Löhr: Die Umkleiden waren in Braunschweig besser als anderswo, aber es war natürlich nicht so komfortabel wie am Geißbockheim.
Thielen: Baulich waren wir schon die Nummer eins, aber es ging auch um die sportliche Reputation. Wir waren in Deutschland, gelinde gesagt, nicht sehr beliebt. Es hieß immer: ›Da kommen die Eingebildeten.‹
Weber: Nur, weil du Student warst. (lacht)
Thielen: Uns eilte der Ruf voraus, dass wir hochnäsig seien.

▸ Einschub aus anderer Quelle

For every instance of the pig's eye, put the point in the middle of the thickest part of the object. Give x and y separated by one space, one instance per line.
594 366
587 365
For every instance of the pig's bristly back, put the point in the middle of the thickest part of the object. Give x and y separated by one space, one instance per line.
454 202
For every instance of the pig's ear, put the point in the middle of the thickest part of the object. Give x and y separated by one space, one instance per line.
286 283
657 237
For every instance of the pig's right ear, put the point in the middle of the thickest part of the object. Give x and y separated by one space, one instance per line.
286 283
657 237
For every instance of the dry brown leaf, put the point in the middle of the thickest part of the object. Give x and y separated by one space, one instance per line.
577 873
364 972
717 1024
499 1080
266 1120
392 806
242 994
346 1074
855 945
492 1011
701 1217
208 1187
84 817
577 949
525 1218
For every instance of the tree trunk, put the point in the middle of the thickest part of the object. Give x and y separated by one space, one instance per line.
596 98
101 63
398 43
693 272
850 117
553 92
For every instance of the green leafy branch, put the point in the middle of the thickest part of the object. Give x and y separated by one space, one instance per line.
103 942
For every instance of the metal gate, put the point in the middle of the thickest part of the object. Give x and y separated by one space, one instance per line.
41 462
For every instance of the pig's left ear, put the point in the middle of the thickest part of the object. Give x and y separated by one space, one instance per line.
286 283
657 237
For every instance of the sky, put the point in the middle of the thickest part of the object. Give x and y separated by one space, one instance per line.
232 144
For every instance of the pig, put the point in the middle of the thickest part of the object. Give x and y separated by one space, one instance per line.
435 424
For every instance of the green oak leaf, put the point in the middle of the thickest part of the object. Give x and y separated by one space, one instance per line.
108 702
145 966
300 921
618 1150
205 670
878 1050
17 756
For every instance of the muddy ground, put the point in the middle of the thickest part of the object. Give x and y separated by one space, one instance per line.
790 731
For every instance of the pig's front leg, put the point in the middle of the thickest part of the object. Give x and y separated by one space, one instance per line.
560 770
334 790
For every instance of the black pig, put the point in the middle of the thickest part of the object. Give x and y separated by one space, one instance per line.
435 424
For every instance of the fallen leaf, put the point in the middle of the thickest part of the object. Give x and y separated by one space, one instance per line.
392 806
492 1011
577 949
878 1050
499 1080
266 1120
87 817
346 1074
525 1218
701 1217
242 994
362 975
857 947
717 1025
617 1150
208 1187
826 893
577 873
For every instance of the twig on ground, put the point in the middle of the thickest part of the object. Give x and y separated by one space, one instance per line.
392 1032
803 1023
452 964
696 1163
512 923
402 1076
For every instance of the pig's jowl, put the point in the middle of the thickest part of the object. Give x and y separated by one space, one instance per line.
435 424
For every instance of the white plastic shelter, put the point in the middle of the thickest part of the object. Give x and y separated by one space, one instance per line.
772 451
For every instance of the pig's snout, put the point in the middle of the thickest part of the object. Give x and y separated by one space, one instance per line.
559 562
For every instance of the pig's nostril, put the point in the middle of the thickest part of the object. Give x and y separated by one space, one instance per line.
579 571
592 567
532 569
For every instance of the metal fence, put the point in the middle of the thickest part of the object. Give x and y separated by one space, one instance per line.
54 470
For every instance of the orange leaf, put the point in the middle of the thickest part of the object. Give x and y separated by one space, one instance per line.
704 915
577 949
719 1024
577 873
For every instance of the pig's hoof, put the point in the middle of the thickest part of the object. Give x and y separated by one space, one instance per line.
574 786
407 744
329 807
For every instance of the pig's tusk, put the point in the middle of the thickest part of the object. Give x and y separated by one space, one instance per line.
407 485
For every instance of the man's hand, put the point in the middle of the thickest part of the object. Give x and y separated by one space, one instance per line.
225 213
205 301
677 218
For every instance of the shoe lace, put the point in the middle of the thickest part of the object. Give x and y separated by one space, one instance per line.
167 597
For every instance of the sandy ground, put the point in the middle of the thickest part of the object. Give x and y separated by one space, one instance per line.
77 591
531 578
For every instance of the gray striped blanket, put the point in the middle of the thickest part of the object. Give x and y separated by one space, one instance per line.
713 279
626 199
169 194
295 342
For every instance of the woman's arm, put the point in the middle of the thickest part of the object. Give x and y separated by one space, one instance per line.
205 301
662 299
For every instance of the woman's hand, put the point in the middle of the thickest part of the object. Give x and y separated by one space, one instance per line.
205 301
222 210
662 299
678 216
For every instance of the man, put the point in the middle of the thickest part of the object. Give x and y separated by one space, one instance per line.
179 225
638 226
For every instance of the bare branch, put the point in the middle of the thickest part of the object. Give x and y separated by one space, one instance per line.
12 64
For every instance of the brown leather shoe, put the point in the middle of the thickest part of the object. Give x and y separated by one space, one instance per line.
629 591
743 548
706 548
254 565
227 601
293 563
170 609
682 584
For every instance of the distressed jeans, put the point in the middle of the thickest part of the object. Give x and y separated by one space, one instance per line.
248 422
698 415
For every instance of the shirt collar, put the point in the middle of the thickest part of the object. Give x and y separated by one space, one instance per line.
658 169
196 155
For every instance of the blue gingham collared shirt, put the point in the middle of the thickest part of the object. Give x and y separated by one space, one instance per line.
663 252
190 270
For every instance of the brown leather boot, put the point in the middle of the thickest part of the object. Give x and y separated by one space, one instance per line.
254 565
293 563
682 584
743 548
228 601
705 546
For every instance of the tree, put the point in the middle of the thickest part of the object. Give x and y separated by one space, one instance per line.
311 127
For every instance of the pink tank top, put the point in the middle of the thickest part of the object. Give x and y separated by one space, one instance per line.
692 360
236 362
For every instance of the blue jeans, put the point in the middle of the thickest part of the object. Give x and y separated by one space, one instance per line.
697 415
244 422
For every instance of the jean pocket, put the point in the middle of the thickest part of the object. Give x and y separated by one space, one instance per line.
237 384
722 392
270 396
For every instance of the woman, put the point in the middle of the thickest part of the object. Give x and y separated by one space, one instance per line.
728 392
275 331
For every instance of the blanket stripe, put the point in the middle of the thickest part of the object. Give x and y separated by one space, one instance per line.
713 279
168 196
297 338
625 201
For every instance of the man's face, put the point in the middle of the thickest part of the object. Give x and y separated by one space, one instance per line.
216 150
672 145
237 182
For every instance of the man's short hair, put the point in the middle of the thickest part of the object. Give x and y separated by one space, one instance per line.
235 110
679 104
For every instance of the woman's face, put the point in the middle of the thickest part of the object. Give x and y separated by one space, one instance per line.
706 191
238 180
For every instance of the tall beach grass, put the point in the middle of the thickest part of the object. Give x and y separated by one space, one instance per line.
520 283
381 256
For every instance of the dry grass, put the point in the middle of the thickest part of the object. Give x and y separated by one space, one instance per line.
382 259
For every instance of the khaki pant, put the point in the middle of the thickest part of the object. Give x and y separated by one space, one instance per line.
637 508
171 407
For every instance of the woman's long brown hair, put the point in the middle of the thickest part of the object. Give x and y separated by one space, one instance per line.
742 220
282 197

Wir traten bei den Auswärtsspielen auch immer picobello auf. Klubanzüge waren Pflicht. Franz Kremer achtete darauf, dass wir uns gut benahmen.
Einreiher oder Zweireiher?
Thielen: Graue Einreiher mit silber gesticktem ›1. FC Köln‹. Meinen habe ich immer noch im Schrank.
Auch eine Marketingidee von Kremer.
Thielen: Er hatte diesen frankophilen Einschlag, den er sich während seiner Zeit in Paris, wo er seine spätere Frau kennenlernte, angeeignet hatte. Er fuhr stets mit einem schicken Citroen-Cabriolet vor. Bei ihm spielten auch Dinge wie Tischmanieren eine Rolle.
Aber ein guter Fußballer ist ja nicht automatisch jemand, der mit Messer und Gabel umgehen kann.
Weber: Wenn Kremer etwas auffiel, nahm er sich einen schon mal zur Seite.
Thielen: Er machte das ganz unauffällig, sagte Sachen wie: ›Wenn Ihr Kinn in der Suppe ist, dann sagen Sie mir Bescheid.‹ Wir durften auch das Messer nicht an der Gabel saubermachen. Dann sagte er: ›Wir sind hier nicht beim Scherenschleifer.‹ Trotzdem hat er es hinbekommen, nie oberlehrerhaft zu wirken.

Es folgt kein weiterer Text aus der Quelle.